Colin Greenwood: everyone can be a DJ with music freely available via internet. Decline of the traditional model where music journalists get review copies in advance and pass on their views.
PM: ideally, reader is going through the imagination of the reviewer to get to the music.
Simon Armitage: 'the fragmentisation of everything'. Major album releases should be, but no longer are, treated as important cultural events.
Countercultural music world pinned down by older generation: how do kids engage with it? "There could be something important and radical going on out there and people our age would never know about it -- I find that very comforting."
The internet contains "a lot of opinion and no judgement".

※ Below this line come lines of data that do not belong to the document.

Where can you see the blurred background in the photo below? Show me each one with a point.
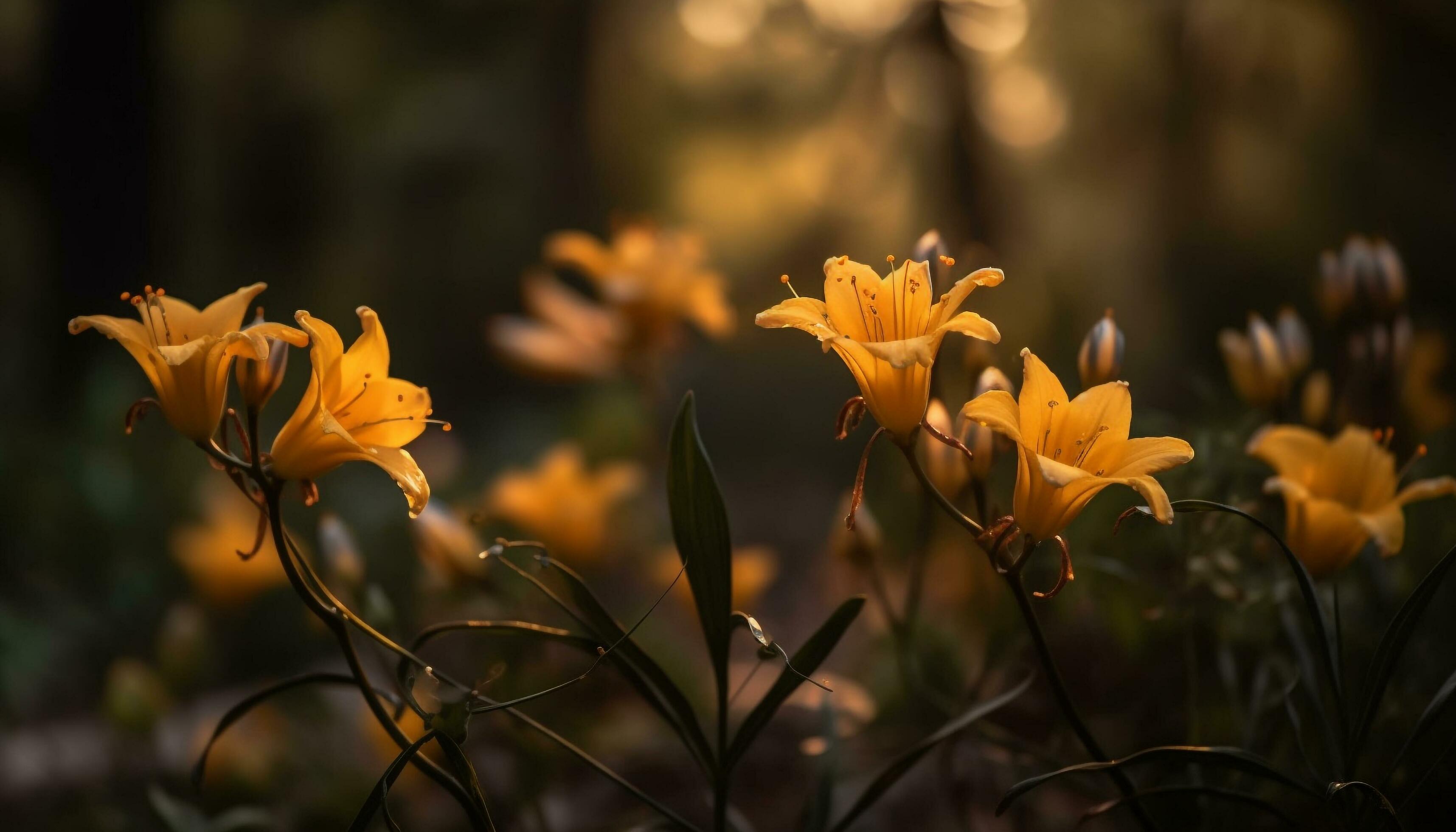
(1181, 162)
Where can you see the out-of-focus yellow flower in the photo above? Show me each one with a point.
(753, 572)
(210, 550)
(1100, 360)
(353, 410)
(887, 331)
(250, 751)
(1338, 493)
(565, 336)
(187, 353)
(650, 279)
(945, 465)
(447, 544)
(561, 503)
(1072, 449)
(657, 276)
(983, 441)
(1256, 362)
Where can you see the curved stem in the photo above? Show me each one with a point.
(341, 633)
(1049, 665)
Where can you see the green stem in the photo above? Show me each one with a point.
(341, 633)
(1049, 665)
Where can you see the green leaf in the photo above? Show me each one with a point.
(1200, 790)
(676, 821)
(465, 773)
(1222, 757)
(380, 792)
(1392, 818)
(241, 708)
(806, 661)
(1307, 589)
(701, 532)
(643, 671)
(1391, 646)
(897, 768)
(1430, 714)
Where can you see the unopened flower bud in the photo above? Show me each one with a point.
(1100, 360)
(1293, 340)
(258, 381)
(1337, 286)
(1256, 362)
(1385, 285)
(447, 544)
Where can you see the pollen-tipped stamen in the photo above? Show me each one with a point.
(1419, 454)
(857, 496)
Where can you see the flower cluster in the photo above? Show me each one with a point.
(353, 410)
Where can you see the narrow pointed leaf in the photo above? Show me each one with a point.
(1302, 579)
(806, 661)
(669, 698)
(906, 761)
(465, 773)
(701, 532)
(1388, 653)
(1433, 710)
(1221, 757)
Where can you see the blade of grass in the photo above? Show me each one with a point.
(1388, 653)
(806, 661)
(1222, 757)
(897, 768)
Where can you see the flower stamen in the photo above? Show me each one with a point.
(1419, 454)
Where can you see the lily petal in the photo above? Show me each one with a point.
(998, 411)
(1042, 397)
(1293, 451)
(951, 301)
(1151, 455)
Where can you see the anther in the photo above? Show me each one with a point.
(1420, 452)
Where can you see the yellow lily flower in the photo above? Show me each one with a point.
(1072, 449)
(210, 551)
(887, 331)
(1338, 493)
(187, 353)
(562, 503)
(657, 276)
(353, 410)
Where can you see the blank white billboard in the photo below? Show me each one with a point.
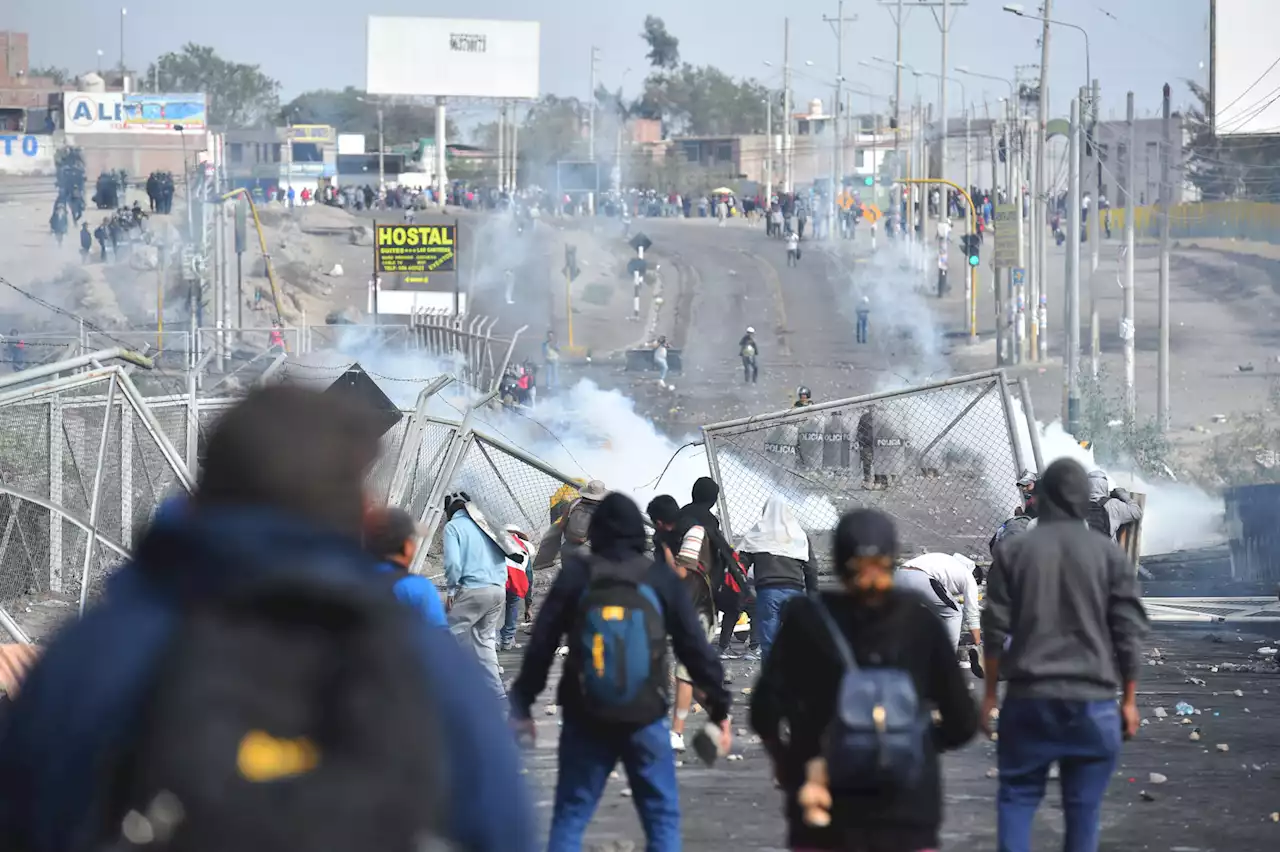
(1247, 67)
(453, 58)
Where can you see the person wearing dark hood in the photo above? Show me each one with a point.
(1110, 508)
(871, 631)
(1063, 624)
(702, 560)
(604, 720)
(277, 516)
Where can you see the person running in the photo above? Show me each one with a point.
(392, 536)
(602, 725)
(777, 549)
(1063, 626)
(869, 624)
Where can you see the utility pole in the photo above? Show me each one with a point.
(837, 183)
(1096, 233)
(590, 136)
(1165, 200)
(1073, 270)
(786, 105)
(1040, 229)
(1127, 329)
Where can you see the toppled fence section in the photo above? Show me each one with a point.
(941, 458)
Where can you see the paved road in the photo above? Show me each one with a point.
(1211, 802)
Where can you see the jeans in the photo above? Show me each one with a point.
(768, 608)
(474, 619)
(512, 619)
(586, 757)
(1083, 737)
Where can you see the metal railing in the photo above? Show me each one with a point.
(941, 458)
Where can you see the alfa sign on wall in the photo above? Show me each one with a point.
(113, 111)
(26, 154)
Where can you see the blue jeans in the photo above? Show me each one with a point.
(1083, 737)
(768, 609)
(512, 618)
(588, 756)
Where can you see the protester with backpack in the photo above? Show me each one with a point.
(251, 672)
(475, 576)
(1063, 624)
(853, 678)
(1110, 508)
(616, 607)
(392, 536)
(570, 531)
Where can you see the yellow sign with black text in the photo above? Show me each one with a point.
(416, 250)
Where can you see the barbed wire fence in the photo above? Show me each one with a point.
(941, 458)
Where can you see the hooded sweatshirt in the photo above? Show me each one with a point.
(618, 536)
(86, 694)
(1065, 599)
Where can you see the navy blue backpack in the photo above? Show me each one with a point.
(620, 644)
(876, 737)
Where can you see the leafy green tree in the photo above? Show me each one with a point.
(663, 47)
(238, 95)
(60, 76)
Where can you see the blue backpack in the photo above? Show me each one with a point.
(618, 644)
(876, 737)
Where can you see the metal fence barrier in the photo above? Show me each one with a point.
(941, 458)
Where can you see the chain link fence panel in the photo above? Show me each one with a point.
(941, 459)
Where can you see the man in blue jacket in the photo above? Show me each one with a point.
(280, 494)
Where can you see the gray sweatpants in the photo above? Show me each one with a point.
(474, 619)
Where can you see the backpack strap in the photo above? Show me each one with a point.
(846, 654)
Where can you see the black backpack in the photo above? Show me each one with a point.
(618, 644)
(287, 717)
(1096, 516)
(876, 737)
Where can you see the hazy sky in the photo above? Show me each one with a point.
(320, 44)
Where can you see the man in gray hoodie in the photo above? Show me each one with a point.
(1063, 623)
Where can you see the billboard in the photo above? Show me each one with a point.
(114, 111)
(452, 58)
(26, 154)
(1244, 76)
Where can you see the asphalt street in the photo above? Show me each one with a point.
(1214, 800)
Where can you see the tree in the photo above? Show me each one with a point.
(60, 76)
(663, 47)
(353, 111)
(238, 95)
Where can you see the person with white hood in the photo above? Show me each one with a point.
(944, 580)
(778, 549)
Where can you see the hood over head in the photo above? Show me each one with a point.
(705, 493)
(1063, 493)
(617, 528)
(1100, 486)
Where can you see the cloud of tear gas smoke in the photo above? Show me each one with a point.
(901, 314)
(1176, 516)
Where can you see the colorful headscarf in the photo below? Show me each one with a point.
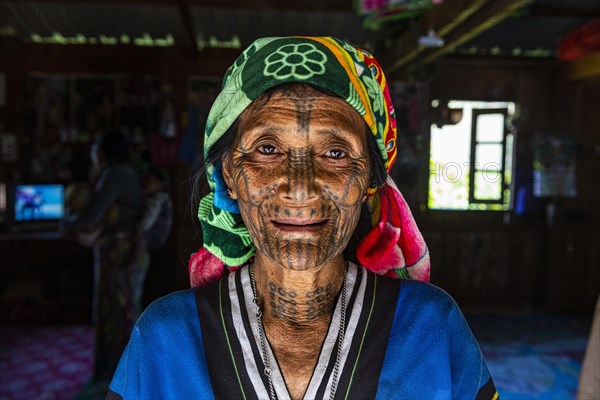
(394, 246)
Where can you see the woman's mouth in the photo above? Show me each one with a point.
(291, 225)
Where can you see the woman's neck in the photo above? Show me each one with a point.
(298, 299)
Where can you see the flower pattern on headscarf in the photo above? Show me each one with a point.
(352, 74)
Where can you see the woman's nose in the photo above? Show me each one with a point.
(300, 176)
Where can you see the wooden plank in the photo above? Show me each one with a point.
(188, 23)
(489, 16)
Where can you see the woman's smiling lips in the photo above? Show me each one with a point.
(300, 225)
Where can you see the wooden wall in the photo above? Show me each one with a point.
(488, 259)
(508, 261)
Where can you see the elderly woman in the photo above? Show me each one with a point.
(303, 231)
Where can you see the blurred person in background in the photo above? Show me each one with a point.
(107, 218)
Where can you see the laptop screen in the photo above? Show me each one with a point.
(39, 202)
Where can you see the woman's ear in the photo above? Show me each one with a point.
(226, 165)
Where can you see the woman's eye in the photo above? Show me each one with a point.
(267, 149)
(335, 153)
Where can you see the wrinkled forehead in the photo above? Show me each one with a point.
(302, 107)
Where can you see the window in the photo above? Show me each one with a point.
(471, 159)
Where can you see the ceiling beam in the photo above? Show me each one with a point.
(565, 11)
(443, 19)
(489, 16)
(586, 67)
(307, 5)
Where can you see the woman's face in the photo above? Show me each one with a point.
(299, 169)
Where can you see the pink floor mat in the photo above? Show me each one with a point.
(45, 363)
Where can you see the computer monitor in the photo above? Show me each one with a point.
(38, 203)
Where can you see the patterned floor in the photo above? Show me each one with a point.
(533, 357)
(528, 357)
(47, 363)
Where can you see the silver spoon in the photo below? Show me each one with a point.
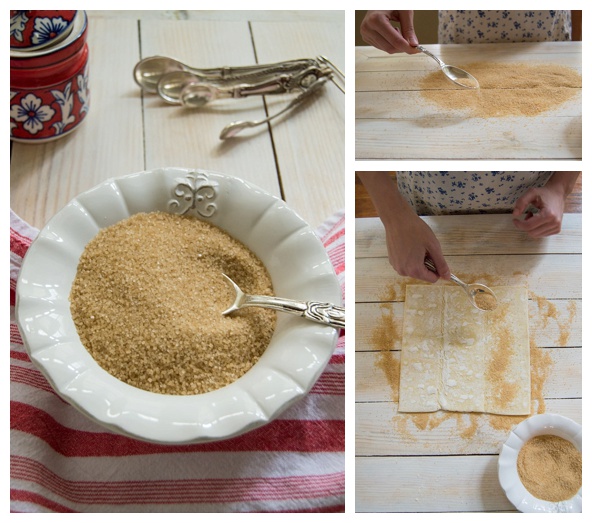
(149, 71)
(481, 296)
(454, 74)
(320, 312)
(233, 128)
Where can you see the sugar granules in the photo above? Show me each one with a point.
(147, 302)
(506, 89)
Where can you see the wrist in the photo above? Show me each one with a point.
(562, 182)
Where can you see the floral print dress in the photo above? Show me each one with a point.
(466, 192)
(470, 27)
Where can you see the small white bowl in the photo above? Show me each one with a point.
(539, 425)
(295, 258)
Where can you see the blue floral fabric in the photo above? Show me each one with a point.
(466, 192)
(469, 27)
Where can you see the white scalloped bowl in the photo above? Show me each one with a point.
(539, 425)
(297, 354)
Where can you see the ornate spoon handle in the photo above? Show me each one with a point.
(320, 312)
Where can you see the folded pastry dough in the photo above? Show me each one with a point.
(457, 358)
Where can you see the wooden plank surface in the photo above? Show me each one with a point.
(394, 121)
(310, 163)
(185, 137)
(300, 158)
(448, 461)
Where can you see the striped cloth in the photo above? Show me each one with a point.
(63, 462)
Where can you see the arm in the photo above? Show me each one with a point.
(376, 29)
(550, 200)
(408, 239)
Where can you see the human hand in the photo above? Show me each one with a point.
(409, 241)
(550, 201)
(377, 30)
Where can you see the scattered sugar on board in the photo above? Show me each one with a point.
(383, 338)
(147, 302)
(506, 89)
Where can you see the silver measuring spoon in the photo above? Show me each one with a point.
(481, 296)
(325, 313)
(149, 71)
(233, 128)
(454, 74)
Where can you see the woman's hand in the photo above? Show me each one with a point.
(376, 29)
(550, 202)
(409, 240)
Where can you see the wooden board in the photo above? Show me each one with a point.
(300, 158)
(394, 121)
(403, 465)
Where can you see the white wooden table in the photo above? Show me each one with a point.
(299, 158)
(394, 121)
(438, 470)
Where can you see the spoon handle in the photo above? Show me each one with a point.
(425, 51)
(325, 313)
(233, 128)
(430, 265)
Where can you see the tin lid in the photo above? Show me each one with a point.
(31, 30)
(56, 53)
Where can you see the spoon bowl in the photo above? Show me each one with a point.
(148, 72)
(460, 77)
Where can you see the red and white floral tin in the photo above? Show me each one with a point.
(31, 30)
(49, 95)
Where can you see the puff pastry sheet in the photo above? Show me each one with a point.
(457, 358)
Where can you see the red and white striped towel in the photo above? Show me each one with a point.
(63, 462)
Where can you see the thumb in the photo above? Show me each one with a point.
(522, 203)
(407, 30)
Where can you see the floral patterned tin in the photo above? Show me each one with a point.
(49, 95)
(31, 30)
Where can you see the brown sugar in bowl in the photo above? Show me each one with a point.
(293, 255)
(513, 481)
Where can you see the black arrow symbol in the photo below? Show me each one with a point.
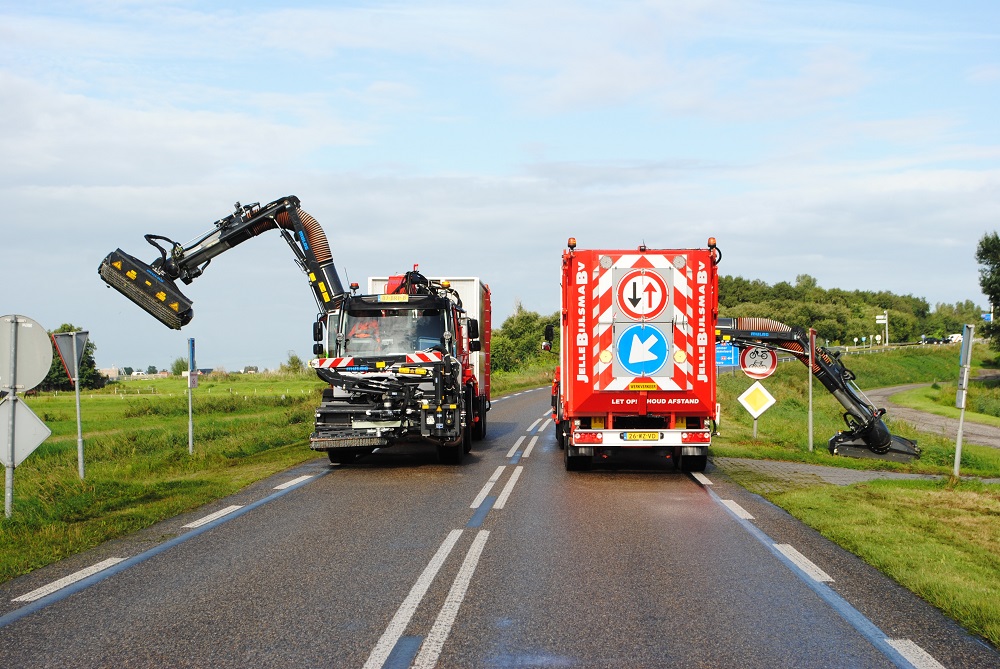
(635, 295)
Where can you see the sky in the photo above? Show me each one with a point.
(855, 142)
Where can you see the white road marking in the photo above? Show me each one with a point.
(701, 478)
(737, 509)
(213, 516)
(517, 445)
(914, 654)
(430, 651)
(409, 606)
(289, 484)
(502, 499)
(486, 488)
(803, 563)
(67, 580)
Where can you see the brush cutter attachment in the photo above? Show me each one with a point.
(148, 288)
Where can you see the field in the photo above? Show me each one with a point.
(941, 538)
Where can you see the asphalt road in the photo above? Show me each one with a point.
(505, 561)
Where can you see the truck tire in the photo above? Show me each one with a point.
(576, 463)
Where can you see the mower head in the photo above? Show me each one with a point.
(141, 283)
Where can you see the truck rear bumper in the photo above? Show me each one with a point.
(695, 439)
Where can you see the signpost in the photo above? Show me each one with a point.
(22, 368)
(71, 345)
(756, 400)
(192, 384)
(965, 364)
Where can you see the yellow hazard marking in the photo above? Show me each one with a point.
(635, 385)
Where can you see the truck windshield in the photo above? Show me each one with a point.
(392, 331)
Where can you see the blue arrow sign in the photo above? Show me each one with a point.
(642, 350)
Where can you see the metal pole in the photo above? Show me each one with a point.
(812, 354)
(79, 425)
(9, 478)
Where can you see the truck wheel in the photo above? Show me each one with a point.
(451, 455)
(576, 463)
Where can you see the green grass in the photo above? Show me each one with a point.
(138, 469)
(940, 539)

PM: trying to redefine his skillset, which has been displaced by a combination of technology (internet) and fandom. What's on the web is an inheritance from the way things were: there's no bold new creativity to match technological advances.
CG: internet = lots of content, bloggers don't edit / thin down enough
PM: we weren't writing consumer guides
CG: when people go out and buy music because you say it's good, you're lost.
Executive summary:
- blogging means a plethora of opinion but not much judgement
- the great days of music journalism (Lester Bangs etc) are over but the skillset can be repurposed.
- the music world has conventions that feel just like SF cons! (I checked, it's about £40 for the three days, which gives a heck of a lot of free music tho' attendees had to pay separately for Kasabian.)
no subject
Date: Tuesday, May 19th, 2009 10:24 am (UTC)If I see/hear someone compare band A with band B or declare band A's music to belong to genre X, then that will attract my attention, but the first thing I do is go and find a sample/download to find out what I think. Maybe it's because I didn't pay any attention to music writing when I was growing up and completely lack the vocabulary?